Coco, con le lacrime agli occhi, mostrò le sue povere ali. «Povero te! – aggiunse lo straniero – ti hanno tolto il meglio della vita: la libertà, l’attimo magico e inestimabile in cui potersi specchiare in una pozzanghera e spruzzarsi come per gioco e poi sognare, volare, viaggiare…».
«E il cibo?», chiese Coco. Lo straniero: «La vera sofferenza, caro te, è di essere soffocati, come nel caso tuo… Non soffri la fame, è vero, ma devi ammettere che ti è impossibile conoscere la delizia dell’appetito, la preoccupazione del nido, la gioia dell’uovo che si schiude, il becco ricotto dal sole, lo stomaco vuoto, le piume inzuppate di pioggia… Non hai mai sperimentato l’emozionante scoperta di alcune gocce d’acqua nell’incavo di una roccia nel momento della sete, o il sapore di un’arachide dissotterrata a fatica… Che splendida la vita disputata, ogni giorno, a una sorte contraria! Che sensazioni di fronte al proprio coraggio, di giorno in giorno più forte, più abile, più fruttuoso! Che soddisfazione potersi sentire, fra gli altri, un pappagallo che vale!».
Coco: «Non capisco come si possa amare il pericolo!». «Sei schiavo delle comodità, povero Coco; non puoi neppure immaginare la vita sana e felice. Hai perso il senso della libertà! Il tuo residuo di cuore non sperimenta più sensazioni come la speranza e il desiderio. Ti manca la coscienza che qualcosa ti possa mancare! Mediocre fino ai desideri, ammesso che tu ne abbia, ti accontenti di troppo poco: un’arachide, per di più rancida, e un sorso d’acqua impura. La tua anima è rammollita dalla facilità e dalla pigrizia; soddisfatto pur senza ali, ti accontenti di umilianti carezze, ti lasci fare per un tozzo di pane!

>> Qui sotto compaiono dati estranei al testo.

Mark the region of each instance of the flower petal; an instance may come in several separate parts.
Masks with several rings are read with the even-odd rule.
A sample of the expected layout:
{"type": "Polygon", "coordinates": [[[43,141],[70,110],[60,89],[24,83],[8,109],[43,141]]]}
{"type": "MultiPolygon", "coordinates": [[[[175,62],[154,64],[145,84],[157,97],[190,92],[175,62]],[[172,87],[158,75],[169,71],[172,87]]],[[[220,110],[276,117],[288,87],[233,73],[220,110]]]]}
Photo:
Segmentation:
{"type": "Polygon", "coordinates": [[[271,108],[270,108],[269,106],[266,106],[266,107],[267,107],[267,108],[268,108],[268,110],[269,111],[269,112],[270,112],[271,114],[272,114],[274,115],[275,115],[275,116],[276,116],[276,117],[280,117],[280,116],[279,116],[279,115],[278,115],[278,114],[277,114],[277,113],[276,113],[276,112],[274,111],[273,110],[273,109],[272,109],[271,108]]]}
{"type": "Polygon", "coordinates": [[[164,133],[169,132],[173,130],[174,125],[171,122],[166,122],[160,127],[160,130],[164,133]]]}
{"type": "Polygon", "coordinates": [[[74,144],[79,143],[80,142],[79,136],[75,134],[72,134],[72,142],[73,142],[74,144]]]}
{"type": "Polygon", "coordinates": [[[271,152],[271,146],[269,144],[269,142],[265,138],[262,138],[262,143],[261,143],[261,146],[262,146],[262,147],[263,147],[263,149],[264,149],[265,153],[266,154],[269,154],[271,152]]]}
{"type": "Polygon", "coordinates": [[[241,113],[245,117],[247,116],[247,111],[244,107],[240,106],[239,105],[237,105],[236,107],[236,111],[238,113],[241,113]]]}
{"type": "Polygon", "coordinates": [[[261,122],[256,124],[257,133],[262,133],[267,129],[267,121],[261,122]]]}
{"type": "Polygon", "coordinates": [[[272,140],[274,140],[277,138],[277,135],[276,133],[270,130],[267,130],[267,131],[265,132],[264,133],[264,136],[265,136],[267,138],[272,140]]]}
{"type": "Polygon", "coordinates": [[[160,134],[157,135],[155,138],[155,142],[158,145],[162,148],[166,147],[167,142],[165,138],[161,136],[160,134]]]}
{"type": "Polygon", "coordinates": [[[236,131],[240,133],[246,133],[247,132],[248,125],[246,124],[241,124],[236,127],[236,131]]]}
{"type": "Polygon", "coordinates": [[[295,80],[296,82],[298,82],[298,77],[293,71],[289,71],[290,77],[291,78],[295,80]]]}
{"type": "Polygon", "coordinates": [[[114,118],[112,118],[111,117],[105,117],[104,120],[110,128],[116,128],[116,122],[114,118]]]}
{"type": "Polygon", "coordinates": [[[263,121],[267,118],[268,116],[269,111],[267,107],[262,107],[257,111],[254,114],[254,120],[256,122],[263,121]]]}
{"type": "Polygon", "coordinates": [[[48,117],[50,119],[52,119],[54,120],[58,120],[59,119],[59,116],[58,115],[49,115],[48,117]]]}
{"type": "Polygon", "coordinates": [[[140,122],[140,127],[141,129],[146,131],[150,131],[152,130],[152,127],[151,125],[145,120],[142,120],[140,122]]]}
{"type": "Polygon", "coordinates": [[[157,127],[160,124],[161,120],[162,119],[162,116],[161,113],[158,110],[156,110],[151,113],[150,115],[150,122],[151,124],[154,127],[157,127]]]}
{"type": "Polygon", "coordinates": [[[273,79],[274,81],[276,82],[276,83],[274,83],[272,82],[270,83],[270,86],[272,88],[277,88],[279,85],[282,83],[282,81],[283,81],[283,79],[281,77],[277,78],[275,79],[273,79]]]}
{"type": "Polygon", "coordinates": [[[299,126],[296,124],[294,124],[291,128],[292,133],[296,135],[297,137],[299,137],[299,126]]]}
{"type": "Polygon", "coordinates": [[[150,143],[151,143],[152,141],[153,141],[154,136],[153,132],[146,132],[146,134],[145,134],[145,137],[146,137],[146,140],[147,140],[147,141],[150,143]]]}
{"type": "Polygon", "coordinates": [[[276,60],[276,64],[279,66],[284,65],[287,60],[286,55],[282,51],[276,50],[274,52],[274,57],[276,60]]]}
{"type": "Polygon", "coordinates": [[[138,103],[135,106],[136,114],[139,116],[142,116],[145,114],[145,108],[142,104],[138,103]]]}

Morirai “tagliatofuori”, senza lasciar tracce nella storia del nostro popolo. Povero Coco, prigioniero sino alla morte!».
Il pappagallo dei monti concluse: «Sotto il peso dell’abbondanza e della noia, ti auguro di provare il senso della tua vera dignità. Ti auguro che un giorno, quando i padroni non riterranno più necessario tagliarti le ali, tu riesca a riprendere il volo e ad aggiungerti a noi! Addio, caro Coco, non ce la faccio più ad assistere al tuo presunto benessere. Io ho scelto la libertà!».
Il vento e la pioggia cessarono e il pappagallo dei monti si sentì più cosciente ancora dell’inestimabile valore delle ricchezze in mano sua: libertà, ebbrezza del rischio…
Coco, da canto suo, non ce la fece a rinunciare al lusso e alle sicurezze. Non seppe approfittare delle ali ricresciute e morì in gabbia, lontano dai suoi simili, con il cuore tormentato dai rimorsi e dalla nostalgia.
Insegna la parabola, raccolta in Africa: «Non bisogna augurarsi una vita facile e senza imprevisti. La vera miseria è la miseria del cuore, atrofizzato per mancanza di sofferenza, di amore e di libertà, mai reso buono e generoso dalle prove della vita: un cuore soffocato. Vera ricchezza è la sofferta libertà del cuore».